Independent t-test, Pearson chi-square test statistic and Fisher’s exact test p-value reported for all variables.
The mean of all anthropometric variables for frail respondents was significantly lower compared to non-frail respondents except for height (Table 3). However, only the BMI and lean body mass variables were added into the model due to the presence of multicollinearity between BMI with WC, MUAC, CC, and %TBF. Compared to non-frail, the proportion of frail was highest among respondents with a BMI less than 18.5 kg/m2 and lowest among respondents with a BMI of 30 kg/m2 and above. The percentage of muscle wasting as assessed by MUAC and CC was significantly higher in frail respondents compared to non-frail respondents (p < 0.01).

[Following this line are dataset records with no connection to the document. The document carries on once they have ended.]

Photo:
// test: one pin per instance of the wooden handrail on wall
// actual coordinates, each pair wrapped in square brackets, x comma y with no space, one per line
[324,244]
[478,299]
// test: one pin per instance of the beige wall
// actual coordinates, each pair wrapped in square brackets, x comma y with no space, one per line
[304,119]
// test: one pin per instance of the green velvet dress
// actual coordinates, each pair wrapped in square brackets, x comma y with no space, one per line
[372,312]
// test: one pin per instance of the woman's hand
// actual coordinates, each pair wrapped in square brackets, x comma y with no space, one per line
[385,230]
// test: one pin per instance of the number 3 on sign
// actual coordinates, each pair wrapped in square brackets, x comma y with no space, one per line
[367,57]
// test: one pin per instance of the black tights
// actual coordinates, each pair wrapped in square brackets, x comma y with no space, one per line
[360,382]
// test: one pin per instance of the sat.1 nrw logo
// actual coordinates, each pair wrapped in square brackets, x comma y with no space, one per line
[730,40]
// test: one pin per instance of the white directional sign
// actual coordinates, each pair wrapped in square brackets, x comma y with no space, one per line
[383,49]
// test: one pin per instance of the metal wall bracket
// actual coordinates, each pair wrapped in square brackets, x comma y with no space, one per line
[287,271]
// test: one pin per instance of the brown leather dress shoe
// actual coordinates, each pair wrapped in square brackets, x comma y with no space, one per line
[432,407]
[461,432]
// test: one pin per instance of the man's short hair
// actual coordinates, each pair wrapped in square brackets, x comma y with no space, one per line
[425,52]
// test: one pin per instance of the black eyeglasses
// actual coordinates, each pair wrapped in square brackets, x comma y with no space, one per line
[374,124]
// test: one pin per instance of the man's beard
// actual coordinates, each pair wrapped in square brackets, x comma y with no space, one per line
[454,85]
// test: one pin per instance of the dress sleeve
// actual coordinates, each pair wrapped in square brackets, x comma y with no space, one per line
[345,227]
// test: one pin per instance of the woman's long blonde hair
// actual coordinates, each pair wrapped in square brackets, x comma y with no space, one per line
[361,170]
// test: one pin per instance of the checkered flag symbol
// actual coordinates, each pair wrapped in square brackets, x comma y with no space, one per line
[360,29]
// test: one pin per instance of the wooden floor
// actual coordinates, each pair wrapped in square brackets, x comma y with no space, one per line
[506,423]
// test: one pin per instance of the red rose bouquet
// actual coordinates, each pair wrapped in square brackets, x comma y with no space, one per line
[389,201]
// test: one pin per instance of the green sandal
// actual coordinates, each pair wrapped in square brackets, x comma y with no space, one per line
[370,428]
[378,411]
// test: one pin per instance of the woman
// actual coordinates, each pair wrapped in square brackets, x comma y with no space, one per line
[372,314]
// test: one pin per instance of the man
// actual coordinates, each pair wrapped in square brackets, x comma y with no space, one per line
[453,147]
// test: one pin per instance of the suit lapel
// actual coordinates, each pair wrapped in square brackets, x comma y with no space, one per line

The factors that predict frailty syndrome among the respondents were as follows: aged 75 years old and above (p = 0.006), being unmarried (p = 0.002), history of hospitalisation in the previous year (p = 0.007), poor self-rated health (p < 0.001), and lower BMI (p = 0.018). The negative B value of BMI suggests an inverse relationship where a lower BMI is associated with a higher risk for frailty syndrome development (Table 4). The relationship of BMI and frailty does not exhibit a U-shape, with a greater frequency of frail only among those in underweight category but not in obese category.
Table 4.
Binary logistic regression for frailty syndrome and nine significant variables using ENTER method.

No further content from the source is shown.